Rasters.jl
Rasters.jl copied to clipboard
handle zarr files
xarray writes zarr files with additional attributes. We should be able to read and write those attributes.
@rafaqz how big of lift do you think this would be? I’m too new to Julia to be of much use (yet) but I’d really like to start using your package to build tools for analyzing massive S3 hosted zarr arrays .. which I see as the future of geo raster data… we’re currently using xarray but i’d like to move away from python. Anyway… amazing work
Zarr is actually supported by netcdf now. So all we have to do is add .zarr to the list of netcdf file types. Making it efficient may be another story, as DiskArrays.jl chunking is not implemented for NCDatasets.jl, that wraps netcdf.
Also, thanks for the support. But excercise some caution switching from Python, and make sure the other benefits are clear. These are immature and unfunded compared to python raster tools.
The ease of development means probably we can match xarray/rasterio in a few years, but you will need to be prepared to make bug reports and work through some problems.

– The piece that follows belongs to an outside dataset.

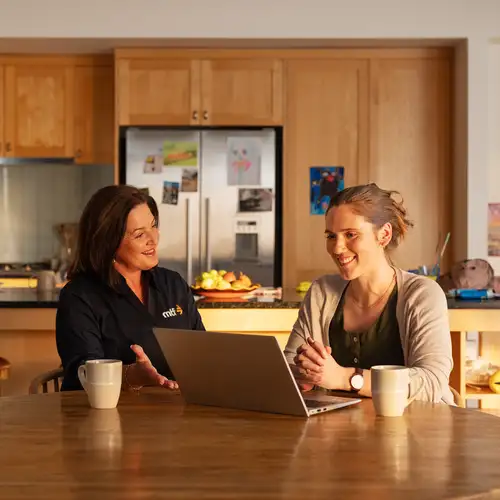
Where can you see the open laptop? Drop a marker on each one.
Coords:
(246, 372)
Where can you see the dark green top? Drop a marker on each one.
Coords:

@rafaqz thanks for your thoughts and for tempering my expectations... I'll play around with package as is to test performance. Very keen to see Julia become the de-facto tool for analyzing RS data but I see there is still a lot of work to be done. I'll also look around for call that might provide funding to advance capabilities.
Be sure to make issues here for anything that is not competetive with Python. There is a new PR aboit to merge that will improve a lot, but lots more use and feedback will be needed to get there.

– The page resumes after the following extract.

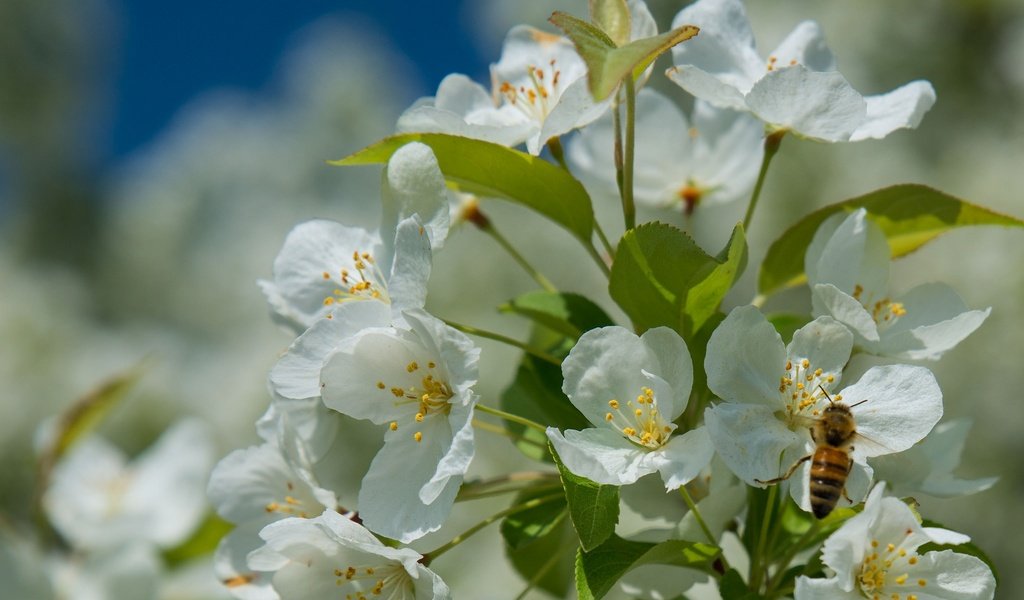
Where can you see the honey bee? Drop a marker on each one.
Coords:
(834, 433)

@rafaqz I'm sure you've already stumbled on this package but it has similar goals with some attention given to Zarr format: https://github.com/meggart/YAXArrays.jl
Yes, we actually collaborate on DiskArrays.jl that is underneath both packages. But the ecosystem still has no settled on raster packages yet.
Just to follow up. I was unsuccessful at reading Zarr files with ArchGDAL or Rasters .... I suspect this functionality will come in the near future
Try NCDatasets.jl...
The zarr extension hasnt been added here, as I said above?
@rafaqz thanks for the suggestions. I've also had some success with Yaxarry.jl and ESDL.jl but I'm still fumbling around in the dark early in the learning curve... but at least I can see shadows now ;-)
This works now but runs into the efficiency problems from ZarrDatasets.jl.
This only works for reading at least that was what my PR implemented.
What's the efficiency problem?
It's the same old CommonDataModel / DiskArrays slowness thing I think.
NCDatasets jl isn't slow tho, probably we need to fix ZarrDatasets
I'd also like the capability to instantiate a Raster from either a ZarrDataset or a Zarr array...I can probably implement this but commenting so I have somewhere to reference.
What's the best way to do that? The Raster constructor might need some overloads as well.
I think this already works on one of the branches
@felixcremer mentioned on Slack that Zarr CRS specs are supposed to live in global metadata under a key.
We should integrate that into the cf branch at some point.